# aim on nozzles for wipers



## L7jr (Apr 28, 2005)

Iv'e noticed recently that the nozzles on my altima on the driver side are aimed incorrectly. The nozzle has two holes...the left hole shoots too low and it sprays my inspection and registration stickers and the right hole sprays the very top of my windshield. It sprays so high that my moonroof gets sprayed. I was wondering if anyone knew if there was a way to re-aim the nozzles without going to the dealer. I was thinking of trying a bent paperclip but I don't want to damage the nozzle. Thanks, David


----------



## aaron629 (May 4, 2005)

*stick a needle*

I never tried it before but try sticking a needle in the hole and moving it around. If you screw it up just buy some new ones.


----------



## Asleep (Jan 19, 2003)

aaron629 said:


> I never tried it before but try sticking a needle in the hole and moving it around. If you screw it up just buy some new ones.

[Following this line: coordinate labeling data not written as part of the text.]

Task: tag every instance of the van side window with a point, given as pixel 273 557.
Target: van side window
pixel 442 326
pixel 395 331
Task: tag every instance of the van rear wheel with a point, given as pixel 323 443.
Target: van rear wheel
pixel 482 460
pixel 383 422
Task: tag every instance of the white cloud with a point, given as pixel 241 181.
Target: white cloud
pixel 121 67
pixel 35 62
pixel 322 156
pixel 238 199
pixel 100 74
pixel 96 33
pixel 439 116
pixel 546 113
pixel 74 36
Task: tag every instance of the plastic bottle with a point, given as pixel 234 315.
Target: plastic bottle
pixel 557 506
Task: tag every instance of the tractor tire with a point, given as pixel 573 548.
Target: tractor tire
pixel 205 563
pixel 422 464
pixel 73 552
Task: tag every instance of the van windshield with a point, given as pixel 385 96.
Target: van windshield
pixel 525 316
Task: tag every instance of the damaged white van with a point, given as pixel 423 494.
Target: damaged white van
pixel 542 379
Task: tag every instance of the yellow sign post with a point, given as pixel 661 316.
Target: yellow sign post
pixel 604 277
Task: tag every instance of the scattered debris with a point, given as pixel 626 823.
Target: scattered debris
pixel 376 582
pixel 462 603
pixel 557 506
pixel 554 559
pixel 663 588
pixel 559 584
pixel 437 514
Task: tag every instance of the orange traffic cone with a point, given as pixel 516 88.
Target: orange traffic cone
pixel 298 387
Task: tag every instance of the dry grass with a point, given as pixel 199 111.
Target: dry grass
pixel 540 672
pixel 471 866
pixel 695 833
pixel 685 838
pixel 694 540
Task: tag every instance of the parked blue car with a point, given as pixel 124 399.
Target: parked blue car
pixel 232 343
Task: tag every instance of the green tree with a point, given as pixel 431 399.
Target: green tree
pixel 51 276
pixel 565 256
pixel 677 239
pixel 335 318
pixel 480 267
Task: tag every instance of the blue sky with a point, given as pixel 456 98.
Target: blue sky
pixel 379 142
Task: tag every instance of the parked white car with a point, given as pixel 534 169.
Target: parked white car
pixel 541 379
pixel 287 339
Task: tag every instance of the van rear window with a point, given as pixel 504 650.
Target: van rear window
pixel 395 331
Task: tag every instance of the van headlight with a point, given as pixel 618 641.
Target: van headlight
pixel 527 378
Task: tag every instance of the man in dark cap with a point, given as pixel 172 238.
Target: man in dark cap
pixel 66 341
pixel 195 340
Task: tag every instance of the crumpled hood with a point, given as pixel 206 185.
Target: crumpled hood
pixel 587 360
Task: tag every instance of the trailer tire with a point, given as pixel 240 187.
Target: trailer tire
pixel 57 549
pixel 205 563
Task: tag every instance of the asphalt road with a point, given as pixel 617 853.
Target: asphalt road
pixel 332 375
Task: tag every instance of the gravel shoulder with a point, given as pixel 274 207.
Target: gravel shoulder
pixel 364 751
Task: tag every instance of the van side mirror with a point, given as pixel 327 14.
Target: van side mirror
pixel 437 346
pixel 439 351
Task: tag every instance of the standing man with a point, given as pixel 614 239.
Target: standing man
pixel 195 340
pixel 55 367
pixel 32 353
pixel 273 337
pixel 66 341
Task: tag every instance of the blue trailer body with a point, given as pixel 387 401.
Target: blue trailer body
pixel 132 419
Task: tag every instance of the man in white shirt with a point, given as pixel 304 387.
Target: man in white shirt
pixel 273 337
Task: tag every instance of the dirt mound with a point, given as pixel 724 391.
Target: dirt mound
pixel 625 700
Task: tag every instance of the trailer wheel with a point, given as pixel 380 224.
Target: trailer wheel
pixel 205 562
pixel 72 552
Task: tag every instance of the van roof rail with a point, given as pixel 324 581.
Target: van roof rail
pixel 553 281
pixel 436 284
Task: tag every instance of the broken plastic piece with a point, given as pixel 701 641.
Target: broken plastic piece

exactly what i was going to say. try using the smallest sewing needle you can use so you dont jam some of the white corrosion too far into the nozzle.


----------



## L7jr (Apr 28, 2005)

AsleepAltima said:


> exactly what i was going to say. try using the smallest sewing needle you can use so you dont jam some of the white corrosion too far into the nozzle.


thanks im going to try it and let you know if it works


----------



## aaron629 (May 4, 2005)

*hope it works*

Good hope it works.


----------



## tcratboy321 (Apr 11, 2005)

same thing i just did with my alty...i just used the tip of a nail, and moved and tested and moved and tested an well you get the point...works like a charm now


----------



## Asleep (Jan 19, 2003)

tcratboy321 said:


> same thing i just did with my alty...i just used the tip of a nail, and moved and tested and moved and tested an well you get the point...works like a charm now


so it looks like you found this board too? 


so... is the original problem in this thread solved?


----------



## tcratboy321 (Apr 11, 2005)

^^^ lol ..yup


----------



## L7jr (Apr 28, 2005)

tcratboy321 said:


> ^^^ lol ..yup



thanks for all the input i was the original person who started this thread and i used the smallest sewing needle i could find and it worked it took a total of like 5-10 minutes ot get the nozzles the way i wanted 
thanks again david


----------



## Asleep (Jan 19, 2003)

good stuff.


----------